Pozwoliło mu to także na finezję dźwięku, który przenika cały album. Proces ten wspomagany jest dodatkową produkcją Matta Rada, który współpracował z Taking Back Sunday, jednym z ulubionych zespołów Jamesa. Rad pomaga wprowadzić na płytę spójność. „Dźwięk jest bardzo prosty. To w zasadzie hałaśliwe gitary z trapowymi bitami i mocnymi, naprawdę mocnymi melodiami”, mówi o podejściu muzycznym, które przez lata doskonalił we współpracy z takimi supergwiazdami jak Ty Dolla $ign, Machine Gun Kelly i Juicy J. Jednocześnie to właśnie przez trapowe bity chciał nadać hiphopową wrażliwość wokalom Jamesa. „Jak Travis Scott podszedłby do tej piosenki? Co zrobiłby Post Malone w drugim wersecie «Medicine»? Gdybym miał opisać ten album w kilku słowach, byłyby to rapowe zwrotki z rockowymi refrenami. Tak to wygląda. To dokładnie to, czego chciałem”.

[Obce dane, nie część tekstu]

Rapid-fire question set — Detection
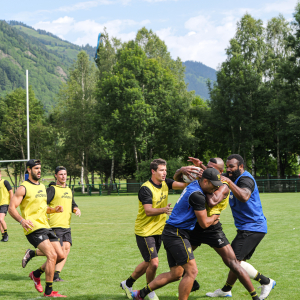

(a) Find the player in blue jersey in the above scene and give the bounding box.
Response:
[206,154,276,300]
[132,168,258,300]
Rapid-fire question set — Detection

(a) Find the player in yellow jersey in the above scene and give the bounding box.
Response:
[0,170,13,242]
[22,166,81,281]
[120,159,198,300]
[183,157,258,299]
[8,159,66,298]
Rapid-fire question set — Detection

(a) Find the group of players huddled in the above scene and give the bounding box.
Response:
[0,159,81,298]
[120,154,276,300]
[0,154,276,300]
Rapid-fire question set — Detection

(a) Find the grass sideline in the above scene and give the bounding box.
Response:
[0,193,300,300]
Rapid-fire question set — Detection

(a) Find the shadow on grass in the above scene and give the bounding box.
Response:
[0,273,29,281]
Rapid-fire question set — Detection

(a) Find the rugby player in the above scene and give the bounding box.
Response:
[132,168,223,300]
[185,157,257,297]
[8,159,66,298]
[22,166,81,281]
[0,170,13,242]
[206,154,276,300]
[120,159,198,300]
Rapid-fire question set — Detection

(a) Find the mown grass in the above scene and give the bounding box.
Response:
[0,194,300,300]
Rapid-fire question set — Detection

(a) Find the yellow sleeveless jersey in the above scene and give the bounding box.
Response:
[205,181,230,217]
[20,181,50,235]
[134,181,169,237]
[49,185,73,228]
[0,179,10,206]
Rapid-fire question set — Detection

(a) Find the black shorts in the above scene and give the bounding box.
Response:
[0,204,9,215]
[231,230,266,260]
[162,224,194,268]
[52,227,72,246]
[135,235,161,262]
[26,228,58,248]
[190,222,230,248]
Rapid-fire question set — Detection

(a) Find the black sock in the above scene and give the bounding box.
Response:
[29,250,36,258]
[250,290,259,300]
[126,276,136,287]
[53,271,60,281]
[254,272,270,284]
[45,281,53,295]
[33,267,45,278]
[140,284,152,299]
[222,281,233,292]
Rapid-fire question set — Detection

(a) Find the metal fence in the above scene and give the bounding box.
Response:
[71,178,300,196]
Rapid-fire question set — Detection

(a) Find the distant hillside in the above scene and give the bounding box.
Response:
[0,21,95,111]
[183,60,217,99]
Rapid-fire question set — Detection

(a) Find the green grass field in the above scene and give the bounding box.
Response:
[0,194,300,300]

James Arthur sprzedał ponad 30 milionów płyt na świecie i wydał trzy albumy, które okazały się wielkim sukcesem: „James Arthur” (platyna w Polsce), „Back From The Edge” i „YOU”. Na początku 2019 roku jego utwór „Say You Won’t Let Go” otrzymał wyróżnienie za ponad miliard streamów na Spotify – obecnie zajmuje trzynaste miejsce w rankingu najczęściej odtwarzanych kawałków w serwisie (1,7 miliarda streamów). Ostatnio James zdominował listy przebojów swoją kolaboracją z Sigalą „Lasting Lover”, a także kawałkiem „Train Wreck” – zeszłej jesieni, po pięciu latach od premiery, utwór zyskał nowe życie dzięki mocy TikToka. W marcu 2022 James wyruszy w trasę po Wielkiej Brytanii i Irlandii, w ramach której odbędzie się specjalny pokaz w prestiżowej londyńskiej Royal Albert Hall. W kwietniu i maju planuje kontynuować trasę po Ameryce Północnej.